Coney Frederic Wilkins (February 16, 1911 – circa 1942) was a blues performer, composer and guitarist born in Moorhead, Mississippi. His watershed recordings from (December 3) 1938 for Vocalion Records and the recent discovery of works dating from 1941 have come to be accepted as the "missing link" between American blues music and Rock and Roll.
    The mystery surrounding his sudden disappearance in 1942 has led many to believe that Coney Wilkins was murdered. Some evidence points to a shoe store owner from Moorhead, Mississippi who had been allegedly cuckolded by Wilkins; but other evidence suggests that Coney Wilkins had simply moved out of state and changed his name. Another account suggests that he returned to his childhood roots in the Baptist Church, renounced his "evil ways" and ceased performing.
     His records, sporadically released by Vocalion before and after his disappearance in late 1942, drew little attention. It was not until a reissue of his music ("The Coney Wilkins Story" - Columbia) in 1961 that the import of his guitar technique and the haunting lyricism of his compositions placed Wilkins among the great innovators and pioneers of what is known today as Rock and Roll. The works that subsequently came to light in 2005, and the controversy that surrounds the unearthing of a long-lost 1941 tape recording of a Coney Wilkins session in Vicksburg, MS (and the alleged plagiarism that made "White Tail Deer" one of the best-selling records of the mid-sixties [see: The Tupelos]) has only enhanced his reputation as one of the outstanding contributors to the canon of Twentieth Century music.

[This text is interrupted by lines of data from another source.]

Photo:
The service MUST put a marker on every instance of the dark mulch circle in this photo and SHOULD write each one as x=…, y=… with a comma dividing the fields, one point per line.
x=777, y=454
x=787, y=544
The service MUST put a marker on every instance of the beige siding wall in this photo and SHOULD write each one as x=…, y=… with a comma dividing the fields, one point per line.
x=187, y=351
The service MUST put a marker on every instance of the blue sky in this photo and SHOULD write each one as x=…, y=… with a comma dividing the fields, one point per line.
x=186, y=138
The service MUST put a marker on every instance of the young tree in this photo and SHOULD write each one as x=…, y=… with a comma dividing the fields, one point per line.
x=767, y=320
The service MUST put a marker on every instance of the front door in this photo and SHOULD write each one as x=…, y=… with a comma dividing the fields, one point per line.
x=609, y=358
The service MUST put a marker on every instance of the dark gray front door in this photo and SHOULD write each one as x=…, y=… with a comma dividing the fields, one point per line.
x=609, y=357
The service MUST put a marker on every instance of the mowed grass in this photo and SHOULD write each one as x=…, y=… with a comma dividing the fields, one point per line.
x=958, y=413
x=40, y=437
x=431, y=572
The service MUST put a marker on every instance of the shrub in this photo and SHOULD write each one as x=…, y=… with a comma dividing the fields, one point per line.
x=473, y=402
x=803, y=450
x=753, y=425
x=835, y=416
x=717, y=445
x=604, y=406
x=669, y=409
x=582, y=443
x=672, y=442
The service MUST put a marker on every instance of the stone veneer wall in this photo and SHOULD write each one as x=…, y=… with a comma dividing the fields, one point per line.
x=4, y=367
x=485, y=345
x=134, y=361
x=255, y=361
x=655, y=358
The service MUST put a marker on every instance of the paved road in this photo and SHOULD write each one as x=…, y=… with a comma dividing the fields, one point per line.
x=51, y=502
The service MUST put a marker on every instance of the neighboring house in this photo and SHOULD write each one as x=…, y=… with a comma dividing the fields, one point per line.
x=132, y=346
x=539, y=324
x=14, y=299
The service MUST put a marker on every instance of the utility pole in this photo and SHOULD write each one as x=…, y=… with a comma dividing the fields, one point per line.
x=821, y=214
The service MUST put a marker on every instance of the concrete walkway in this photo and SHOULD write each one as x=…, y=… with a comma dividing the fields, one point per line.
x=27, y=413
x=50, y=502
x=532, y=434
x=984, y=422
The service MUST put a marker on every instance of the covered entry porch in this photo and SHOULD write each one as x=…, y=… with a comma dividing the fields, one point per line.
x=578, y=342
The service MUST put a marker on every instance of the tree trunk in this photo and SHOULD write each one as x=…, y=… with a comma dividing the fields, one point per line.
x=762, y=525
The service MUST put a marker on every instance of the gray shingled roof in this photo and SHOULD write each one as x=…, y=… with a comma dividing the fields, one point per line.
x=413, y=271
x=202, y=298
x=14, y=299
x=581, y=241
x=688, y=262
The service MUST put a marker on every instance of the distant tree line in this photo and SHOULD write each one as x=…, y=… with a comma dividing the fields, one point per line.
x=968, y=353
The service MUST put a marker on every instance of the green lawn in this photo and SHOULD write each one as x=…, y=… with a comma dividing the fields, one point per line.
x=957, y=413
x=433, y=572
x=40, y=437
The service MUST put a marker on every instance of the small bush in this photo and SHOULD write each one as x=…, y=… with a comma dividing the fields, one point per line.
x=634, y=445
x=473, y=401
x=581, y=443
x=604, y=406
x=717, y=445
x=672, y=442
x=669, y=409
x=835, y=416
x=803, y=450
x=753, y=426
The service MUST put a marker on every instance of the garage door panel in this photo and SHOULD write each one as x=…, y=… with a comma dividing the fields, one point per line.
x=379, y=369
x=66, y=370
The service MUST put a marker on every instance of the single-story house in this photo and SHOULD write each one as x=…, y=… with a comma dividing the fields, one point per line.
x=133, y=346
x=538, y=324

The first Coney Wilkins record ever released by Vocalion: "Leland Blues" (from the San Antonio, Texas sessions of 1938)









THE CONEY WILKINS STORY was released in 1961 (Columbia/Heritage). As an easily-available, remastered compendium of the entire Coney Wilkins' catalog, it became one of the "fertilizers" (as one critic called it) of the resurgence of Blues in the mid-to-late Sixties. Its profound influence on blues/rock musicians and composers on both sides of the Atlantic was not matched until the discovery of the so-called "Vicksburg (1941)" sessions in 2005.